Welcome to PhysicsForums, danphan323!

Demystifier made some comments which are accurate in a certain sense. However, the best answer is NO, particles do not have simultaneously well-defined values for non-commuting properties.

Notice that I said "non-commuting". Commuting properties CAN have simultaneously well-defined values. So for example: spin and momentum can both be known, but not position and momentum.

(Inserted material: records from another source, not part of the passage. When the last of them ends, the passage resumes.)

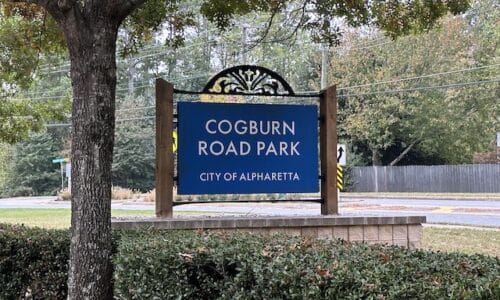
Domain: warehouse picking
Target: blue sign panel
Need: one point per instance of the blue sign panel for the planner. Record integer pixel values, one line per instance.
(247, 148)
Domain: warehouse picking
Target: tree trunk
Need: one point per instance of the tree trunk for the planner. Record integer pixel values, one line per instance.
(92, 45)
(376, 157)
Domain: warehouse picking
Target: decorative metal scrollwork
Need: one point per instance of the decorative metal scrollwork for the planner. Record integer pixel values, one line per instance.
(248, 80)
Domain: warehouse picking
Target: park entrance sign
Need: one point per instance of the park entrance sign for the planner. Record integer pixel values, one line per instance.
(247, 148)
(243, 148)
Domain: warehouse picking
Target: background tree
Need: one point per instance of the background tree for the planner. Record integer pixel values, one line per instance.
(390, 104)
(90, 29)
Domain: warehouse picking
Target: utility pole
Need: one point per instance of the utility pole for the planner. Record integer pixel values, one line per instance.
(243, 44)
(324, 66)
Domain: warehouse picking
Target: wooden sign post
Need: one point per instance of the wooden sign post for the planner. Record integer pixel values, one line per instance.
(328, 151)
(164, 153)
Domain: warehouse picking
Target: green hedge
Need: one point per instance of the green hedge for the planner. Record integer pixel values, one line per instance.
(149, 265)
(33, 263)
(210, 266)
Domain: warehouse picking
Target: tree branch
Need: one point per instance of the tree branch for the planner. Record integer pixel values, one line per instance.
(122, 8)
(397, 159)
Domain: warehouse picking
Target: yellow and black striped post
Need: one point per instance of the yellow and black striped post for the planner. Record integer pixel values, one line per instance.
(340, 177)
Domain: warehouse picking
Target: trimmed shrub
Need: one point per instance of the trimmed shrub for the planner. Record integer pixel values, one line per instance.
(33, 263)
(189, 265)
(215, 266)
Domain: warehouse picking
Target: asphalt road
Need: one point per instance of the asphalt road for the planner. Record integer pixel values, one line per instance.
(464, 212)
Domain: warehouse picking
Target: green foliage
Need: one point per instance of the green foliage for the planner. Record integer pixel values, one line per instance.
(134, 157)
(26, 32)
(189, 265)
(210, 266)
(444, 124)
(33, 263)
(32, 171)
(20, 117)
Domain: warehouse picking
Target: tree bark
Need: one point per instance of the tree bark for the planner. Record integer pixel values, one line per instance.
(93, 77)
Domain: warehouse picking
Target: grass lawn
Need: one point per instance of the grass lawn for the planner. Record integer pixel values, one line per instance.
(54, 217)
(438, 239)
(462, 240)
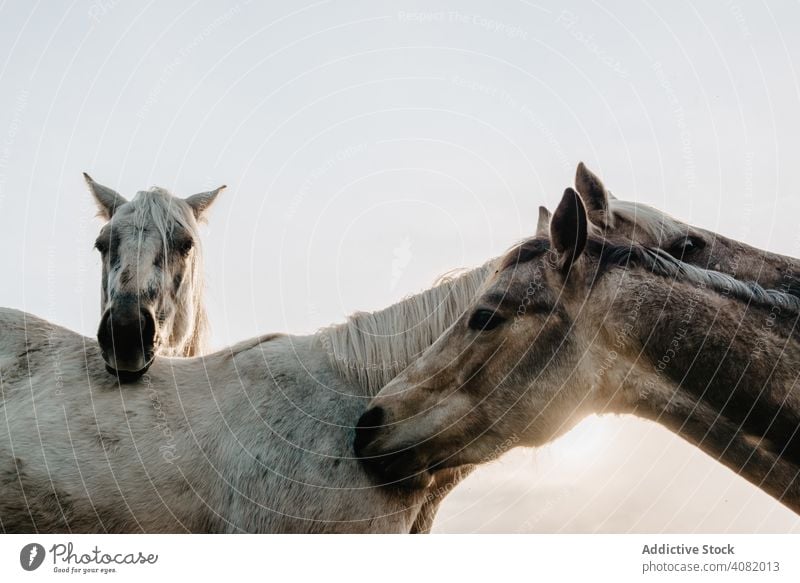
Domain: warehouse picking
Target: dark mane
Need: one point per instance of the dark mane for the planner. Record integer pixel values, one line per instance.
(663, 264)
(610, 254)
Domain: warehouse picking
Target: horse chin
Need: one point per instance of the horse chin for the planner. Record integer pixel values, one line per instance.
(402, 470)
(128, 376)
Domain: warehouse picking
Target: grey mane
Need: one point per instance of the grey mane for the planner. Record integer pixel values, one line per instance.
(662, 263)
(367, 349)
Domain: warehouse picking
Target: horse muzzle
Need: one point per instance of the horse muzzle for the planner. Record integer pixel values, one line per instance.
(127, 339)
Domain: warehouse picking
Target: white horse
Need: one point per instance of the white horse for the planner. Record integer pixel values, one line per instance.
(152, 282)
(255, 437)
(252, 438)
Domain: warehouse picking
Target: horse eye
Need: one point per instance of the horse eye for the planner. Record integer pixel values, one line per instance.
(184, 246)
(485, 320)
(685, 247)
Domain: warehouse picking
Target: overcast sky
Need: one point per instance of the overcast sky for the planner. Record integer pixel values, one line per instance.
(371, 146)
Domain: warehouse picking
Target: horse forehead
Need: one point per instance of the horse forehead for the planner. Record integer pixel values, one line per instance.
(516, 279)
(648, 221)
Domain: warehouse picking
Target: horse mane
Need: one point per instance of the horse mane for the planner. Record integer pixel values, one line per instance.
(654, 223)
(659, 262)
(663, 264)
(371, 348)
(158, 209)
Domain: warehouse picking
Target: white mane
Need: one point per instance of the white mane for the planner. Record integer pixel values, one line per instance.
(654, 223)
(371, 348)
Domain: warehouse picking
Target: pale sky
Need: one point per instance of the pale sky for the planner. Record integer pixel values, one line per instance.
(371, 146)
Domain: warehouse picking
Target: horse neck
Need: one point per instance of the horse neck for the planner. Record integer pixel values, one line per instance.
(723, 376)
(192, 340)
(371, 348)
(770, 270)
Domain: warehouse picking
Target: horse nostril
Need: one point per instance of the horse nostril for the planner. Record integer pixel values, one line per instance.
(366, 429)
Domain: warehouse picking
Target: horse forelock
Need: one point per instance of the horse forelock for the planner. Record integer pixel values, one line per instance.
(161, 213)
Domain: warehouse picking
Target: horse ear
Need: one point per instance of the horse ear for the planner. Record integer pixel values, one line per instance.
(201, 201)
(568, 229)
(594, 195)
(543, 225)
(107, 199)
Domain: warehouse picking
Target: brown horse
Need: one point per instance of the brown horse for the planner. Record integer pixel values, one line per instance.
(572, 324)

In addition, a well known paper from 1935 referred to as EPR (Einstein is the E) tackled this issue from your perspective. A series of works over nearly 50 years answered the question in the negative. See EPR, Bell (1965), Aspect (1981) for more on this.
P: 25
 Quote by danphan323 Couldn't it have both a position and a momentum at a given point in time?
 Quote by Demystifier Yes, it could. In fact, the Bohmian interpretation of quantum mechanics proposes a very precise value of both position and momentum at a given time.
True. But maybe one should point out here also that the price you pay for this objectivity in Bohm-theory is that it is explicitly non-local, i.e. particles have to move (much!) faster than light.

We also know this is true in general from Bell's theorem which shows that any model insisting on particles "having" propertied even when they are not measured (i.e. objective theories) will have to be non-local (i.e. allow super-luminal signaling), otherwise that model will contradict experimental results in the setups made with entangled particle pairs.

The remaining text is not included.